Posted May 4, 2011 9:34 UTC (Wed) by AndreE (guest, #60148) [Link] (2 responses)

Actually, it's pretty clear that it ISN'T just these additional moral expectations. He clearly states:

"but I really want to point out that it's not that the license is somehow ethical per se. A lot of other people think that the BSD license with its even more freedoms is a better license for them. And others will prefer to use a license that leaves all the rights with the original copyright holder, and gives no rights to the sources at all to others. And for them, that is their answer. And it's fine. It's their choice."

So ultimately, he doesn't really consider there to be any ethical issues with proprietary software.

Ethics and morals.

Posted May 4, 2011 11:24 UTC (Wed) by drag (guest, #31333) [Link]

The ethical problems have to do with copyright itself. It was one thing when it applied to navigational charts and some books, but it's a monster that has gotten out of control.

But it's difficult to convince people of this since it's asking too much for people to view the world as possibly ever being different then it is now.

Ethics and morals.

Posted May 4, 2011 12:22 UTC (Wed) by gowen (guest, #23914) [Link]

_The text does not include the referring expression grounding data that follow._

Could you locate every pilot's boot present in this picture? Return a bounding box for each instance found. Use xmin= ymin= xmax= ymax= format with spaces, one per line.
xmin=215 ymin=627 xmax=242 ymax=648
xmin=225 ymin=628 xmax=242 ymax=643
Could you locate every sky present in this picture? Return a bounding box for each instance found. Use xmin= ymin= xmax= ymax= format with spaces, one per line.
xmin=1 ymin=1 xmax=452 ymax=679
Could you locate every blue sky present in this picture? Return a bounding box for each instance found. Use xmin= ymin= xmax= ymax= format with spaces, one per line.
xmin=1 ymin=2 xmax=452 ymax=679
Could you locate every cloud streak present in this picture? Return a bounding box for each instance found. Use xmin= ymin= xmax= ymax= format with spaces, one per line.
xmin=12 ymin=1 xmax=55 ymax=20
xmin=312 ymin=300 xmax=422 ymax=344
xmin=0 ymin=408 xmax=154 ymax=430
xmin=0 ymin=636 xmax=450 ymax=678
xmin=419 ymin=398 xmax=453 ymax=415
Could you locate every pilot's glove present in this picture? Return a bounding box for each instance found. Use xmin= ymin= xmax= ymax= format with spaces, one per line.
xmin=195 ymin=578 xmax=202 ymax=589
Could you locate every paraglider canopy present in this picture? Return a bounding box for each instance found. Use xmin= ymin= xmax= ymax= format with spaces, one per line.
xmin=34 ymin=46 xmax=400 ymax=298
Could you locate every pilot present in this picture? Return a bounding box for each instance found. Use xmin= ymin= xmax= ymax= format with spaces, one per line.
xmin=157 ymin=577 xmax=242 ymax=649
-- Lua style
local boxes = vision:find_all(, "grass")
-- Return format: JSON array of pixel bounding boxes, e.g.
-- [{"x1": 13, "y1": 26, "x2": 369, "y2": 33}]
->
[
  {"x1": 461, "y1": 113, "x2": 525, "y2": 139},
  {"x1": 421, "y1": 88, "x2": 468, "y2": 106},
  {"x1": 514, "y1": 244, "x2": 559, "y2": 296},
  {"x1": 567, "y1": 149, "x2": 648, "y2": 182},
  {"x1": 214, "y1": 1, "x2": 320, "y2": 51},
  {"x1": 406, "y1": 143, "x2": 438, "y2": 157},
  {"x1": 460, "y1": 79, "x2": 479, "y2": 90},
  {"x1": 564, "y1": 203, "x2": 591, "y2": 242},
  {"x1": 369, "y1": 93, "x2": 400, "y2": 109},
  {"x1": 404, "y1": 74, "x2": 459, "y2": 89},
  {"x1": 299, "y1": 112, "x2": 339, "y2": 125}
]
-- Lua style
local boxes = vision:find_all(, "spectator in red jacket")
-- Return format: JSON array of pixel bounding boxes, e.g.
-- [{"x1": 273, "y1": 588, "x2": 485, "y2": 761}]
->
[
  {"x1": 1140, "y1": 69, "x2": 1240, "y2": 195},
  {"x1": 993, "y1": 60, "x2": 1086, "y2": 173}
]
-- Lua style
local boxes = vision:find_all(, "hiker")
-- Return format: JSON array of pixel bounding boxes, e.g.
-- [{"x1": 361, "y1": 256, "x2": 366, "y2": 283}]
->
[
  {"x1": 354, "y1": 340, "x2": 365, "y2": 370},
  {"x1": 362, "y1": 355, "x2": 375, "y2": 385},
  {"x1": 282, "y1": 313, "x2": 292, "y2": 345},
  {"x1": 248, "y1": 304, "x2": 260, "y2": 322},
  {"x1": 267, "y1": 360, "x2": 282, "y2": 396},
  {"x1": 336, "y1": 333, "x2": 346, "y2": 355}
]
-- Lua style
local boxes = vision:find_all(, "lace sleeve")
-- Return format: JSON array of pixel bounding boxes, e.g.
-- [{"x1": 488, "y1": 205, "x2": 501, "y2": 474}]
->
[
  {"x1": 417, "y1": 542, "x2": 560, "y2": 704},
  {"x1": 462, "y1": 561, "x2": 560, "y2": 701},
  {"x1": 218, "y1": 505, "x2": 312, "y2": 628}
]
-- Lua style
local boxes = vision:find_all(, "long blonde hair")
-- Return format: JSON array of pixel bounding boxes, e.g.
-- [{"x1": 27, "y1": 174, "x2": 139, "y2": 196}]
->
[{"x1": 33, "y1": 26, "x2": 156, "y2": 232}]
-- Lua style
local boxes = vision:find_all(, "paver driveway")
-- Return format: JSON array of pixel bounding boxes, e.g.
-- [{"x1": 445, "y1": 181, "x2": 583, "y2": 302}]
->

Well, that's consistent with the idea that -- absent any coercion -- all licenses are ethically neutral. You sign up to those licences whose terms you're ok with, you reject the ones that you're not ok with. And you are bound by those terms, and not the moral expectations of anyone else.

That's freedom in the sense with which economists will be familiar. Your interpretation may vary.